Development of Microfluidic Electrophoresis Separation Methods for Calmodulin Binding Proteins

Abstract

Calmodulin (CaM) is a Ca2+ signaling protein that regulates more than 100 different enzymes in many intracellular pathways. Investigation of this complex CaM-binding "interactome" requires a sensitive and rapid screening mechanism. The objective of this research work is to develop a highly sensitive fluorescence-based detection method coupled with microfluidic electrophoresis separation assay for CBPs. A functional microfluidic separation platform with red laser-induced fluorescent detection was developed. It is a semi-automated system with integrated functional modules, a separation module, an optical module, a detection module and a control module. AF647-labeled CaM, BSA and concanavalin A were separated to test the microchip platform. Different microfluidic devices, separation modes, and separation conditions were used to optimize the separation of a mixture of the standard proteins. Additionally, the three standards were separated in 100 s by capillary zone electrophoresis-based methods using glass chips. Si-nanoparticle colloidal array chips provided better resolution and separation efficiency in comparison with the glass chips.

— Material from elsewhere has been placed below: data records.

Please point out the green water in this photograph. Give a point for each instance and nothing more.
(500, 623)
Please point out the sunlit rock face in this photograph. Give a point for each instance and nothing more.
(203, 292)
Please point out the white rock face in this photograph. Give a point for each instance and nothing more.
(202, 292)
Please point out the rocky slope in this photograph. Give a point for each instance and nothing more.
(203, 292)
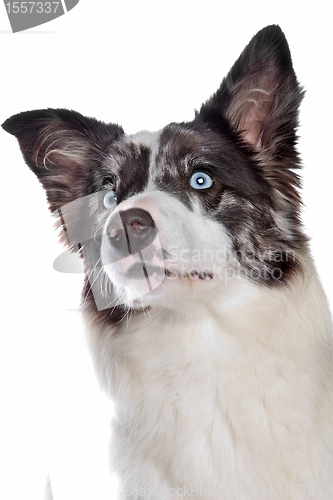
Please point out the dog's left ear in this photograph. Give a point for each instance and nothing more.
(260, 96)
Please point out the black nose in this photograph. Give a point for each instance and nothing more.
(131, 230)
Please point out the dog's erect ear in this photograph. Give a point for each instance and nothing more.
(260, 96)
(61, 147)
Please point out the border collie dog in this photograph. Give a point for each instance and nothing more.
(205, 316)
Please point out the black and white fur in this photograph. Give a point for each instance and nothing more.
(214, 337)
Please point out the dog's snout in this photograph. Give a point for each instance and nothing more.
(131, 230)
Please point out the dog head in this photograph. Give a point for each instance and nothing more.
(191, 208)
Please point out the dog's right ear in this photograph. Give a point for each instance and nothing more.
(62, 148)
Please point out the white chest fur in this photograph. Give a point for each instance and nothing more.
(231, 404)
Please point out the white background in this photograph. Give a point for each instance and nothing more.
(141, 64)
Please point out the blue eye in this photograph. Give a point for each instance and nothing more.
(110, 199)
(201, 180)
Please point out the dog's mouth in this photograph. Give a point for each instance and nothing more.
(144, 270)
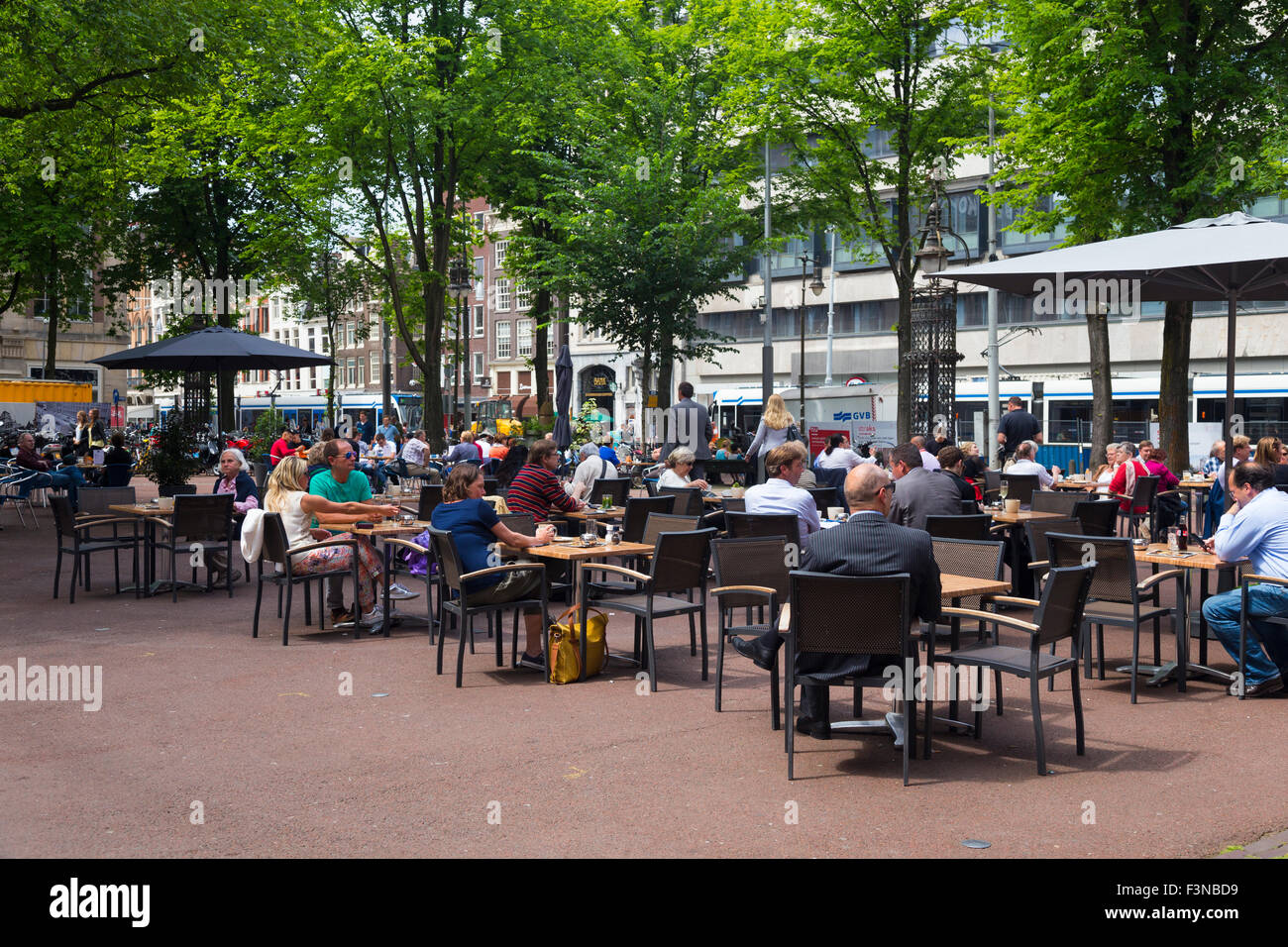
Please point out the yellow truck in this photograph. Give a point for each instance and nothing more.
(25, 392)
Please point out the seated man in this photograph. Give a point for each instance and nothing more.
(591, 468)
(63, 478)
(1025, 464)
(1254, 527)
(918, 492)
(864, 545)
(780, 493)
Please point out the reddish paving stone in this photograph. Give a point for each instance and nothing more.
(196, 710)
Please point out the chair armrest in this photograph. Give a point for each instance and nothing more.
(507, 567)
(310, 547)
(1270, 579)
(618, 570)
(1155, 579)
(761, 589)
(1016, 600)
(990, 616)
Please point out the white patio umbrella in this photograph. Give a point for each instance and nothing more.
(1233, 257)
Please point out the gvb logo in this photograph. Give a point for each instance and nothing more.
(75, 899)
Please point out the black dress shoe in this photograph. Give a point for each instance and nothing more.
(1265, 688)
(810, 727)
(758, 652)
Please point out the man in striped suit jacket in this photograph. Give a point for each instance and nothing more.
(864, 545)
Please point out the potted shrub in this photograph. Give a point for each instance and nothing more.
(168, 460)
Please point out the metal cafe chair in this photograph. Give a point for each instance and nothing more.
(816, 599)
(750, 574)
(679, 565)
(1059, 616)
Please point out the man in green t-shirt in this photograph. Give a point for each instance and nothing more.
(340, 483)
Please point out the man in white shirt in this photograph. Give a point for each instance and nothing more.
(591, 468)
(780, 493)
(1024, 464)
(927, 460)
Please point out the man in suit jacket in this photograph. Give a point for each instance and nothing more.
(690, 425)
(864, 545)
(918, 492)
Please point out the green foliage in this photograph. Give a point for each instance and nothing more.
(268, 428)
(168, 458)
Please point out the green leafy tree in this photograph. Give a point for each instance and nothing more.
(1137, 116)
(832, 80)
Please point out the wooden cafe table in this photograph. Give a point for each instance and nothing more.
(952, 590)
(579, 554)
(386, 530)
(1158, 554)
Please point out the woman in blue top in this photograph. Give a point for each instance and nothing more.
(476, 527)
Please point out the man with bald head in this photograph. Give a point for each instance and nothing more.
(864, 545)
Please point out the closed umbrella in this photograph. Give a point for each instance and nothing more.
(563, 398)
(1227, 258)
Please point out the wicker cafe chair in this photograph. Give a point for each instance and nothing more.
(966, 527)
(1245, 626)
(816, 599)
(1098, 517)
(750, 574)
(978, 560)
(618, 487)
(1059, 615)
(278, 553)
(456, 603)
(75, 539)
(688, 500)
(197, 521)
(1117, 598)
(679, 565)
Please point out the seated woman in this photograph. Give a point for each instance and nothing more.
(287, 495)
(476, 527)
(677, 474)
(116, 454)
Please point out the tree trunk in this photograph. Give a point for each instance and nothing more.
(1173, 393)
(1102, 386)
(53, 286)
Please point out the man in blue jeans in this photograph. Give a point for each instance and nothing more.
(64, 478)
(1254, 527)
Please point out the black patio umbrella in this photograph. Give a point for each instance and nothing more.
(563, 398)
(213, 350)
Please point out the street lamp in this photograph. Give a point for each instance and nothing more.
(816, 289)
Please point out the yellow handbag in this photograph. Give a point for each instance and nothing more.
(566, 646)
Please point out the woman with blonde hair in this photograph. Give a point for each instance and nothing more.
(777, 427)
(287, 495)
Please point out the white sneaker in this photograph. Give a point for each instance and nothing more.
(398, 591)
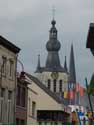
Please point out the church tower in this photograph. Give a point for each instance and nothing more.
(53, 75)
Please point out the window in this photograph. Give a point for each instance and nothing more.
(33, 108)
(60, 86)
(49, 83)
(54, 85)
(11, 68)
(4, 59)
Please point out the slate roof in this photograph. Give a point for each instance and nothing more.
(7, 44)
(44, 88)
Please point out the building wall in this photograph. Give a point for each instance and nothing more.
(48, 75)
(7, 85)
(43, 102)
(32, 97)
(21, 103)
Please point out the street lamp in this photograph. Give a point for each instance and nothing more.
(90, 45)
(22, 76)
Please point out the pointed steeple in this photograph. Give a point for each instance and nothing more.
(53, 46)
(38, 65)
(65, 65)
(72, 72)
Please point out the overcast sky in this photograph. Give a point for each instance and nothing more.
(26, 23)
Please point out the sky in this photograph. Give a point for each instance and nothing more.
(26, 23)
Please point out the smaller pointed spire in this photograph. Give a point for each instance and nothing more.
(65, 64)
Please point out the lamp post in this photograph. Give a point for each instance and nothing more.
(90, 45)
(15, 80)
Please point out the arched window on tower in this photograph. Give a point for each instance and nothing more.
(60, 85)
(49, 84)
(54, 85)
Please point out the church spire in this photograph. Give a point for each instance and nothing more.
(72, 72)
(53, 46)
(38, 65)
(65, 64)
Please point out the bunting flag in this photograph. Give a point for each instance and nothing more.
(81, 91)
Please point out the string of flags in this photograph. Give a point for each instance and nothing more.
(72, 89)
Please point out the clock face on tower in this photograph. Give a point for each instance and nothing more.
(54, 75)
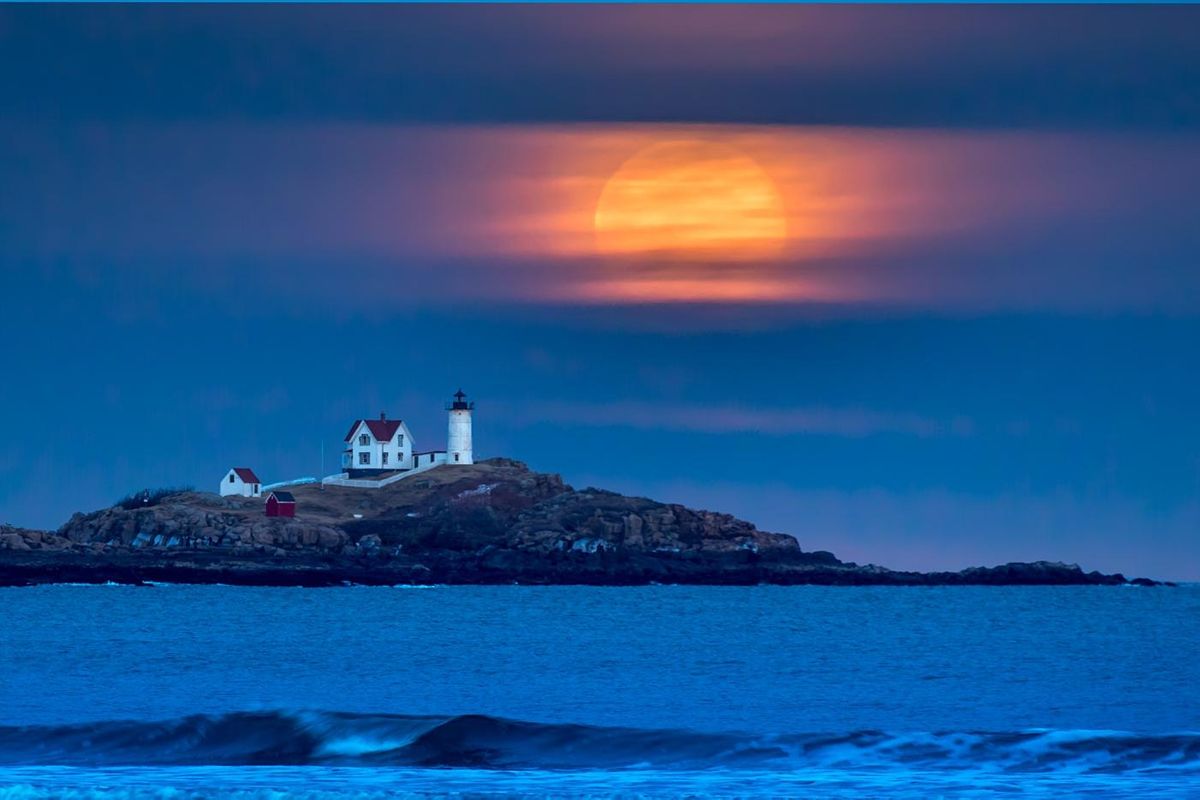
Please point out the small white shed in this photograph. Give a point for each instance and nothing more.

A photochemical bi-functional cross-linker was used to make a covalent link between AF647-labeled CaM and CBP to allow separation under denaturing conditions. Two CBPs, calcineurin (CN) and eNOS, were used as model proteins and photo cross-linked with CaM using different photochemical cross-linkers (BPM and NHS-diazirine). Mass spectrometric analysis of the in-gel digested sample revealed the presence of both CaM and CBPs in the sample, meaning that CaM and CBPs were successfully cross-linked. NHS-LC-SDA was used as the photo chemical cross-linker; and CaM-CN and CaM-eNOS photoproducts were separated on a PDMS/glass, PDMS/PMMA, glass and Si-nanoparticle colloidal array microfluidic device. CaMAF647 and the individual photoproducts were identified by different separation devices and modes. Overall, this work demonstrated the separation of CaM binding model proteins using different microfluidic devices operated under electrophoresis.